Re: [Rd] [r-devel] integrate over an infinite region produces wrong results depending on scaling

2019-06-04 Thread Rui Barradas

Hello,

A solution is to use package cubature, both unscaled and scaled versions 
return the correct result, 3.575294.
But the performance penalty is BIG. This is because the number of 
evaluations is much bigger.


library(cubature)

cubintegrate(f, -Inf, 0, method = "hcubature")
#$integral
#[1] 3.575294
#
#$error
#[1] 1.494242e-07
#
#$neval
#[1] 375
#
#$returnCode
#[1] 0

cubintegrate(f, -Inf, 0, method = "hcubature", numstab = sc)
#$integral
#[1] 3.575294
#
#$error
#[1] 1.064195e-05
#
#$neval
#[1] 255
#
#$returnCode
#[1] 0



library(microbenchmark)

microbenchmark(
 base1 = integrate(f, -Inf, 0),
 base2 = integrate(f, -Inf, 0, numstab = sc),
 cuba1 = cubintegrate(f, -Inf, 0, method = "hcubature"),
 cuba2 = cubintegrate(f, -Inf, 0, method = "hcubature", numstab = sc)
)


Hope this helps,

Rui Barradas


Às 15:52 de 12/04/19, Andreï V. Kostyrka escreveu:

Dear all,

This is the first time I am posting to the r-devel list. On 
StackOverflow, they suggested that the strange behaviour of integrate() 
was more bug-like. I am providing a short version of the question (full 
one with plots: https://stackoverflow.com/q/55639401).


Suppose one wants integrate a function that is just a product of two 
density functions (like gamma). The support of the random variable is 
(-Inf, 0]. The scale parameter of the distribution is quite small 
(around 0.01), so often, the standard integration routine would fail to 
integrate a function that is non-zero on a very small section of the 
negative line (like [-0.02, -0.01], where it takes huge values, and 
almost 0 everywhere else). R’s integrate would often return the machine 
epsilon as a result. So I stretch the function around the zero by an 
inverse of the scale parameter, compute the integral, and then divide it 
by the scale. Sometimes, this re-scaling also failed, so I did both if 
the first result was very small.


Today when integration of the rescaled function suddenly yielded a value 
of 1.5 instead of 3.5 (not even zero). The MWE is below.

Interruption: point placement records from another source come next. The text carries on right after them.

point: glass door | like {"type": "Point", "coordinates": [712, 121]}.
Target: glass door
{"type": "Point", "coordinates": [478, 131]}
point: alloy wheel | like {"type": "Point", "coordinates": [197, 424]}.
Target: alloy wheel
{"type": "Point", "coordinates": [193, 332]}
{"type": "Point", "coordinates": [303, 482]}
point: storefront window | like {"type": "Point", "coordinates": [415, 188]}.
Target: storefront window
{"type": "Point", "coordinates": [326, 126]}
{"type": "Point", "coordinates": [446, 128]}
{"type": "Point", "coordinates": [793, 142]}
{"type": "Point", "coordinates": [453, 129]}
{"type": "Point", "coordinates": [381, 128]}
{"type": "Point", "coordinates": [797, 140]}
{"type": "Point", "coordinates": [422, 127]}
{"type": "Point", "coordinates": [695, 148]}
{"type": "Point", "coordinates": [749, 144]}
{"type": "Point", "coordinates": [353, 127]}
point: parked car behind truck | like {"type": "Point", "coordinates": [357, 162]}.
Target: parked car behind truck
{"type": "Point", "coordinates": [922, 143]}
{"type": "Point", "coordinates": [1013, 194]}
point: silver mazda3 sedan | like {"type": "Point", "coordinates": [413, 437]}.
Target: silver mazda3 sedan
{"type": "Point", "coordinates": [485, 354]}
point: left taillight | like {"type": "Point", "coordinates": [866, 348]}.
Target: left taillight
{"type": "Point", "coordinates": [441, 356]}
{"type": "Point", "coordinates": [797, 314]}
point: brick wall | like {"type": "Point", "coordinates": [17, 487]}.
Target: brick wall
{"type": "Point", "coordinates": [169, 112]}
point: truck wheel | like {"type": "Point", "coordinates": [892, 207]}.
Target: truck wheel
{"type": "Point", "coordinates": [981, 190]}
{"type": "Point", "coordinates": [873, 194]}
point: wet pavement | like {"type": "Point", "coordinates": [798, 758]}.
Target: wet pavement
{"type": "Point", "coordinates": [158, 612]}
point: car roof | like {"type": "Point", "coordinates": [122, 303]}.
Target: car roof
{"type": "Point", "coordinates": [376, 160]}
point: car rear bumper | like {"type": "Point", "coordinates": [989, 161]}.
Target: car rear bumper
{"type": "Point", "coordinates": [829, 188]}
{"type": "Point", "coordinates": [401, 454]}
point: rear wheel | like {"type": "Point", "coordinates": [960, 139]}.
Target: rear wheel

cons <- -0.020374721416129591
sc <- 0.00271245601724757383
sh <- 5.704
f <- function(x, numstab = 1) dgamma(cons - x * numstab, shape = sh, 
scale = sc) * dgamma(-x * numstab, shape = sh, scale = sc) * numstab


curve(f, -0.06, 0, n = 501, main = "Unscaled f", bty = "n")
curve(f(x, sc), -0.06 / sc, 0, n = 501, main = "Scaled f", bty = "n")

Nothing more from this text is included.